Hi Mike,
> For the easy case, the SCSI command is sent directly to krbd and so if
> osd_request_timeout is less than M seconds then the command will be
> failed in time and we would not hit the problem above.
> If something happens in the target stack like the SCSI command gets
> stuck/queued then your osd_request_timeout value might be too short.
1)Currently the osd_request_timeout timer (req->r_start_stamp) is
started
in osd_client.c this is late in the stack and as you mentioned things
could be stuck earlier. Is it be better to start this timer early
like in iscsi_target.c iscsit_handle_scsi_cmd() at start of processing
and propagate this value to osd_client ?
Even more accurate will be to use SO_TIMESTAMPING and timestamp the
socket buffers as they are received to compute time of current stream
position. We can also use TCP Timestamps (RFC 7323) sent from the client
initiator, which is enabled by default on Linux/Win/ESX. But this is
more work. What are your thoughts ?
2)I undertand that before switching the path, the initiator will send a
TMF ABORT can we pass this to down to the same abort_request() function
in osd_client that is used for osd_request_timeout expiry ?
Cheers /Maged
On 2018-03-08 20:44, Mike Christie wrote:
> On 03/08/2018 10:59 AM, Lazuardi Nasution wrote:
>
>> Hi Mike,
>>
>> Since I have moved from LIO to TGT, I can do full ALUA (active/active)
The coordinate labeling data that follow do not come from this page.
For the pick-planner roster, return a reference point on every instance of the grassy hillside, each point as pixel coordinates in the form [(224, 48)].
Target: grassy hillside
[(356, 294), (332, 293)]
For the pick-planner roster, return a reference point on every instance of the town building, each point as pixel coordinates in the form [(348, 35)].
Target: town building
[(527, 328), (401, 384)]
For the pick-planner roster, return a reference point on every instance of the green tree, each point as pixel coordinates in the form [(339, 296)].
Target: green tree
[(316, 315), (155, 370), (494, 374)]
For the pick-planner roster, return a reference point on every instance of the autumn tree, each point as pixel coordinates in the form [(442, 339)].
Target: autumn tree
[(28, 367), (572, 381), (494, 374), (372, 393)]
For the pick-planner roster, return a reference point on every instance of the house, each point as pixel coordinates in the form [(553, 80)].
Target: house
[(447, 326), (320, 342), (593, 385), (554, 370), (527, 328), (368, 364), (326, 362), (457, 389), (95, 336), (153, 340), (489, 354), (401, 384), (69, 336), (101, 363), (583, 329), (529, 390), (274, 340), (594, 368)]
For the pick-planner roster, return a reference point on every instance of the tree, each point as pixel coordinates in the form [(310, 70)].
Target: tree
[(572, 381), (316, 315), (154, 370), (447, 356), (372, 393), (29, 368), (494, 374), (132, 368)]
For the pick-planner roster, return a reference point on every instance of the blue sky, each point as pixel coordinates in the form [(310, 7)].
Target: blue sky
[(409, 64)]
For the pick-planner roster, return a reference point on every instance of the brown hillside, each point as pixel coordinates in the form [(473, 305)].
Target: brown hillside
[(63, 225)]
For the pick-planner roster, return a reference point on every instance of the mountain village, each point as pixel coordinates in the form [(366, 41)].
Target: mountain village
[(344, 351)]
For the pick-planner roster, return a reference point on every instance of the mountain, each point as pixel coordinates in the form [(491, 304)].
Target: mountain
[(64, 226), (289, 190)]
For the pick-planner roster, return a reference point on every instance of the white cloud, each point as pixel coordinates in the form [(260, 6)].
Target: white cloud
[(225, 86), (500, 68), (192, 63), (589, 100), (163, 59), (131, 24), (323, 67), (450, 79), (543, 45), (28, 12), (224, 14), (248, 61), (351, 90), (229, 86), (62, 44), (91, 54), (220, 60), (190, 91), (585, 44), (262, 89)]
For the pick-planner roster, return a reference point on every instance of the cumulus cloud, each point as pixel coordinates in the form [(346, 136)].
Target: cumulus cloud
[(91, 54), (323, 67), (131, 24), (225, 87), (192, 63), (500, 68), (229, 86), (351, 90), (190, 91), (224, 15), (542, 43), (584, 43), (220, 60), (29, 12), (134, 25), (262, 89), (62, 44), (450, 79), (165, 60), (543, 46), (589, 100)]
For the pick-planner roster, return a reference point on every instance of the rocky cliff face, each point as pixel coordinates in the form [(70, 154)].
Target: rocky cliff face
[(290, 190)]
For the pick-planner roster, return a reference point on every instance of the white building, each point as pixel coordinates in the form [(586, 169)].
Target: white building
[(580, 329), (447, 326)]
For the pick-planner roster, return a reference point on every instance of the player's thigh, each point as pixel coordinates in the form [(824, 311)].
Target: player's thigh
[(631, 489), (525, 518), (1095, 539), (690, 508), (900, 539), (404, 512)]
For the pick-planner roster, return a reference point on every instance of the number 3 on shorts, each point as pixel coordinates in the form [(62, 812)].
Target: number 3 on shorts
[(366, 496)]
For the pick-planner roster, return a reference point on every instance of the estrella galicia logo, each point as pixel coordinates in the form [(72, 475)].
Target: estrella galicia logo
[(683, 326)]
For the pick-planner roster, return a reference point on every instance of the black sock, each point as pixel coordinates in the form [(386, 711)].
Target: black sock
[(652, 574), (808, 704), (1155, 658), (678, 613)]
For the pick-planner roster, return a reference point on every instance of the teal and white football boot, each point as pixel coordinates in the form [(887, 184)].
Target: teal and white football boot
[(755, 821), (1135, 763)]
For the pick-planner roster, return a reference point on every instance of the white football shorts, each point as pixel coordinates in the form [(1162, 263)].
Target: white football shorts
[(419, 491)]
>> of multiple gateways. Of course I have to disable any write back cache
>> at any level (RBD cache and TGT cache). It seem to be safe to disable
>> exclusive lock since each RBD image is accessed only by single client
>> and as long as I know mostly ALUA use RR of I/O path.
>
> It might be possible if you have configured your timers correctly but I
> do not think anyone has figured it all out yet.
>
> Here is a simple but long example of the problem. Sorry for the length,
> but I want to make sure people know the risks.
>
> You have 2 iscsi target nodes and 1 iscsi initiator connected to both
> doing active/active over them.
>
> To make it really easy to hit, the iscsi initiator should be connected
> to the target with a different nic port or network than what is being
> used for ceph traffic.
>
> 1. Prep the data. Just clear the first sector of your iscsi disk. On the
> initiator system do:
>
> dd if=/dev/zero of=/dev/sdb count=1 ofile=direct
>
> 2. Kill the network/port for one of the iscsi targets ceph traffic. So
> for example on target node 1 pull its cable for ceph traffic if you set
> it up where iscsi and ceph use different physical ports. iSCSI traffic
> should be unaffected for this test.
>
> 3. Write some new data over the sector we just wrote in #1. This will
> get sent from the initiator to the target ok, but get stuck in the
> rbd/ceph layer since that network is down:
>
> dd if=somefile of=/dev/sdb count=1 ofile=direct ifile=direct
>
> 4. The initiator's eh timers will fire and that will fail and will the
> command will get failed and retired on the other path. After that dd in
> #3 completes run:
>
> dd if=someotherfile of=/dev/sdb count=1 ofile=direct ifile=direct
>
> This should execute quickly since it goes through the good iscsi and
> ceph path right away.
>
> 5. Now plug the cable back in and wait for maybe 30 seconds for the
> network to come back up and the stuck command to run.
>
> 6. Now do
>
> dd if=/dev/sdb of=somenewfile count=1 ifile=direct ofile=direct
>
> The data is going to be the data sent in step 3 and not the new data in
> step 4.
>
> To get around this issue you could try to set the krbd
> osd_request_timeout to a value shorter than the initiator side failover
> time out (for multipath-tools/open-iscsi in linux this would be
> fast_io_fail_tmo/replacement timeout) + the various TMF/EH but also
> account for the transport related timers that might short circut/bypass
> the TMF based EH.
>
> One problem with trying to rely on configuring that is handling all the
> corner cases. So you have:
>
> - Transport (nop) timer or SCSI/TMF command timer set so the
> fast_io_fail/replacement timer starts at N seconds and then fires at M.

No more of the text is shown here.